Para Freitas e Michel (2014), a experiência da mãe em processo de luto deve

ser respeitada de tal forma que esta possa agir diante da perda do filho

contemplando as próprias limitações e necessidades, independentemente das

cobranças e exigências sociais que possam sobrevir a elas. No decorrer do luto

materno, é possível que as mães tenham experiências de perda de sentido e

vontade de morrer, por exemplo, sem que tais vivências impliquem em um luto

patológico. Essas possibilidades devem ser compreendidas e aceitas, pois estão

relacionadas à nova realidade vivida quando da perda de um filho. A grande dor que

uma mãe sofre ao perder um filho também deve ser destacada, especialmente em

nosso contexto social de sobrevalorização do papel da mãe associado à discrição na

expressão das emoções. Essa é uma experiência jamais superada, embora tenda a

se modificar com o passar dos anos, à medida que a mãe encontra meios e modos

para lidar com a ausência do filho. Estes modos estão vinculados a rituais, novos

projetos e novas significações vividas que devem ser reconstruídos na direção do

fortalecimento dos vínculos familiares e sociais, uma vez que o luto não é um

fenômeno individual, mas um fenômeno vivido relacionalmente. A relação eu-tu,

vivida antes como intercorporeidade, tende a passar por uma mudança de

atualização, com ressignificação do filho e, especialmente de si mesma, ao se

considerar e aceitar vivencialmente os impedimentos que a morte do outro

apresenta. Percebeu-se que este novo modo de ser permite às mães uma

continuidade da relação com o filho perdido e ocorre de variados modos, a depender

de cada cultura, estrutura familiar e pessoalidade. A configuração de tal

ressignificação é sempre muito singular e acontece em momentos distintos para

cada mãe. Ainda assim, os autores apontam a vivência da espiritualidade, o

engajamento em projetos relacionados ao filho e o estreitamento de laços com

pessoas significativas para este, como constituintes possíveis de uma reestruturação

da relação mãe-filho e que outros elementos constituintes da vivência de luto

merecem ser mais estudados, como é o caso da culpa e do desejo de perpetuação

da memória do filho, pelo caráter de mobilização de outros aspectos da vida da mãe

enlutada que apresentam.
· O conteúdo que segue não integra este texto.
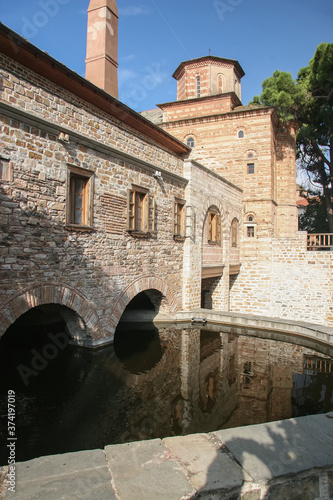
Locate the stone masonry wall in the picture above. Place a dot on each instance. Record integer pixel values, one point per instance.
(296, 284)
(102, 268)
(206, 189)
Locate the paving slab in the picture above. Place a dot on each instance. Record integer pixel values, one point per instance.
(83, 475)
(145, 470)
(270, 450)
(208, 467)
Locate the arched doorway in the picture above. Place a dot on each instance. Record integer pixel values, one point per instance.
(136, 342)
Este cenário aponta para a delicadeza e o cuidado

necessário para com o tema “luto materno” – às vezes, negligenciado e

estigmatizado tanto pela sociedade como pelos profissionais e serviços, indicando a

necessidade de estudos que aprofundem o tema, especialmente no que diz respeito

à prática de comportamento do luto de mães no ciberespaço, como observado

frequentemente pelos estudiosos na área do luto (FREITAS; MICHEL, 2014).